January 13, 2026PolicySource: SEC

SEC Issues Guidance on AI-Powered Financial Advisory Services

The SEC has issued new guidance requiring AI-powered financial advisory services to disclose AI involvement, maintain fiduciary standards, ensure human oversight, and conduct regular bias audits of their recommendation algorithms.

The Securities and Exchange Commission has issued comprehensive guidance on the use of AI in financial advisory services, establishing rules that apply to robo-advisors, AI-powered trading platforms, and any financial service that uses AI to generate investment recommendations.

The guidance requires clear disclosure to clients when AI systems are involved in generating investment recommendations. Firms must explain in plain language how AI influences their advice, what data the AI considers, and the limitations of AI-generated recommendations. This disclosure requirement applies regardless of whether a human advisor reviews the AI's output.

Fiduciary duty obligations extend fully to AI-generated advice. Firms cannot use AI as a shield against fiduciary claims — if an AI system recommends unsuitable investments, the firm bears the same liability as if a human advisor had made the recommendation. This has significant implications for firms relying heavily on AI for portfolio management.

The guidance mandates human oversight for consequential AI decisions, particularly those involving portfolio rebalancing that exceeds predefined thresholds, recommendations to invest in high-risk products, and tax-loss harvesting strategies. These decisions must be reviewed by a qualified human before execution.
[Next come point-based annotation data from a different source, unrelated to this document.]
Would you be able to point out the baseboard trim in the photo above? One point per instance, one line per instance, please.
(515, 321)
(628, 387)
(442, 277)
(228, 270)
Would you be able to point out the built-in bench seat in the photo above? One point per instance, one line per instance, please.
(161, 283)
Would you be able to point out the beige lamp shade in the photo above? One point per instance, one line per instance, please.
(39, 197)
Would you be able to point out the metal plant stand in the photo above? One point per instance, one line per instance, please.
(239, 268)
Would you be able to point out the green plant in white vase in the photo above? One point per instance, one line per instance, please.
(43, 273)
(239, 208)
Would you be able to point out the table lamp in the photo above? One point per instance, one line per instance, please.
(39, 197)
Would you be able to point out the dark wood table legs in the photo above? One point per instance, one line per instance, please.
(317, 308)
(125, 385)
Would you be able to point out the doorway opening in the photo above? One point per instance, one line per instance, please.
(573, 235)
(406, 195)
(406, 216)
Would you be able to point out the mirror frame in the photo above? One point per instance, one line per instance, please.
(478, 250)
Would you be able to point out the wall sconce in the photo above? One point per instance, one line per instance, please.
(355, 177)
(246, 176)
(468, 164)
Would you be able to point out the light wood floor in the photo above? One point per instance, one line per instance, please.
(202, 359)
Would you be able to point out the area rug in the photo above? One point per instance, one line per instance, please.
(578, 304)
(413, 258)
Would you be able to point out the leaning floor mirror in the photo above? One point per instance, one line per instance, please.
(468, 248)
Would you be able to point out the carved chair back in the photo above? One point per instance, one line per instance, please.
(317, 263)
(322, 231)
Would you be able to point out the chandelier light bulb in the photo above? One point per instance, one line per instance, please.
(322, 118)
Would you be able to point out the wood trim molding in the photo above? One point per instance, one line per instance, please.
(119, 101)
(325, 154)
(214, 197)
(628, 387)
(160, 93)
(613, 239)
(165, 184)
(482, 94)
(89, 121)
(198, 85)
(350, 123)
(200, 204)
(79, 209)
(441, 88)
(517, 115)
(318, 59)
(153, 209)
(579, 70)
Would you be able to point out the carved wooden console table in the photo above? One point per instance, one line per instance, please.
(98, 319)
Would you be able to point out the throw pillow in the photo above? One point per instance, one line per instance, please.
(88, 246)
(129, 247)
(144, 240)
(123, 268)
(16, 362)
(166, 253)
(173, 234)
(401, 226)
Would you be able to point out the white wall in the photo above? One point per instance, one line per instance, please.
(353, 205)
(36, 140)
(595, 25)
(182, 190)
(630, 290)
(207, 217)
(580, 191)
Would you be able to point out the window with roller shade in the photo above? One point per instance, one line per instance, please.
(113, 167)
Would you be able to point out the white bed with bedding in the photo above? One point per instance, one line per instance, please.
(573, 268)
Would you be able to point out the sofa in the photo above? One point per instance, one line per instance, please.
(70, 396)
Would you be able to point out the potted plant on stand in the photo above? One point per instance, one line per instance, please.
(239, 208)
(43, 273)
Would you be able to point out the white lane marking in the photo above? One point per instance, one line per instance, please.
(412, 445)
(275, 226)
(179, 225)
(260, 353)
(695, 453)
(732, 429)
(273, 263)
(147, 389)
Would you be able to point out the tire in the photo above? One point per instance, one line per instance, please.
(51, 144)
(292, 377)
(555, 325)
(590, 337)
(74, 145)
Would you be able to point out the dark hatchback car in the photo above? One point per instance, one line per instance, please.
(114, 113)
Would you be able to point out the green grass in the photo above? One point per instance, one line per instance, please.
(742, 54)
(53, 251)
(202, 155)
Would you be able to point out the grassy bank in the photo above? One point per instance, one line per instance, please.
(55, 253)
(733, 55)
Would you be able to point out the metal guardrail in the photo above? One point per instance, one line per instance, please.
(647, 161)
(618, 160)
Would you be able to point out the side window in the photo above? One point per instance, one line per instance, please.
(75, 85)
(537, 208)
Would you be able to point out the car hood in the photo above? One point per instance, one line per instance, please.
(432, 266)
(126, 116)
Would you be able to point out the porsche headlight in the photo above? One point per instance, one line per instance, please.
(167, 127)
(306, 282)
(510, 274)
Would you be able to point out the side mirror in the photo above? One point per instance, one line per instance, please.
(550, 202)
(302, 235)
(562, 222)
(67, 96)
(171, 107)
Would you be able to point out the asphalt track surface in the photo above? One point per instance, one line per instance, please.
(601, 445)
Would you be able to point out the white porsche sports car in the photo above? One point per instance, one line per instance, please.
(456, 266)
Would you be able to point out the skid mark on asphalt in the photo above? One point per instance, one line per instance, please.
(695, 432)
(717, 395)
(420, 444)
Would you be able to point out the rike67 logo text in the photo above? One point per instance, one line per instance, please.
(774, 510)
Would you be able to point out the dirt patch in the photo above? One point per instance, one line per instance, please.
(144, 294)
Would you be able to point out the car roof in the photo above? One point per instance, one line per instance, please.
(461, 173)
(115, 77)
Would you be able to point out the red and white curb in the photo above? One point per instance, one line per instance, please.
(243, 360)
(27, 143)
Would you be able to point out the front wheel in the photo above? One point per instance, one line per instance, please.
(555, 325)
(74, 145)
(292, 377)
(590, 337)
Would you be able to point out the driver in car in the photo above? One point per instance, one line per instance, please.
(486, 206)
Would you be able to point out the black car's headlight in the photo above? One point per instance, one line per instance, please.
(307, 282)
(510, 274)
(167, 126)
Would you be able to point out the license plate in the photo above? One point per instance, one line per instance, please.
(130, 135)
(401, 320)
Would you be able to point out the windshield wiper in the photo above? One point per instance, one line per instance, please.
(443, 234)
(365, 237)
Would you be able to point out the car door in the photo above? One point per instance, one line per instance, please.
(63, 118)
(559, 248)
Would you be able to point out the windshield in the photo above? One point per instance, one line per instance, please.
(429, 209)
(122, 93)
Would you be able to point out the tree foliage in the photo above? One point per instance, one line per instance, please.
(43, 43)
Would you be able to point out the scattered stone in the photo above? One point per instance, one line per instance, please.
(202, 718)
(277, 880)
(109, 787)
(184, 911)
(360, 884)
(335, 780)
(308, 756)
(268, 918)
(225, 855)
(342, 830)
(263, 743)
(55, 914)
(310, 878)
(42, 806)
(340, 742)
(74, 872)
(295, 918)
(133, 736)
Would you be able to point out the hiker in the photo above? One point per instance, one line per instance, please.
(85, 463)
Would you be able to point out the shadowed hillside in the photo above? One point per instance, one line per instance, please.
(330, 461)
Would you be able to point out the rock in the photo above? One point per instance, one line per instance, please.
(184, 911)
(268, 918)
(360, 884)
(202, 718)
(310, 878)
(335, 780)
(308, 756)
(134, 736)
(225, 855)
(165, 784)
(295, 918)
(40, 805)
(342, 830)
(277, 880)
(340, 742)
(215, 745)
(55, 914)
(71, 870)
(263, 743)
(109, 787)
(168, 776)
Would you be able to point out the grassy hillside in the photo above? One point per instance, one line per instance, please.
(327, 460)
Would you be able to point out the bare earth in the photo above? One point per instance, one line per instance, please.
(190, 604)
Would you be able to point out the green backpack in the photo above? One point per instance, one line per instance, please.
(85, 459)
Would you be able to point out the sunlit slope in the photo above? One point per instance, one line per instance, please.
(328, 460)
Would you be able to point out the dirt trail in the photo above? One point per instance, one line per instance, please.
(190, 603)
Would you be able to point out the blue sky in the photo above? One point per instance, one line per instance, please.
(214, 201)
Firms must conduct annual bias audits of their AI recommendation systems, testing for systematic biases based on demographics, account size, or other protected characteristics. The audit results must be shared with the SEC and remediation plans implemented for any identified biases.

The financial technology industry has largely welcomed the guidance as providing needed clarity, though some firms expressed concern about the cost of compliance. The guidance takes effect in six months, giving firms time to update their systems and processes.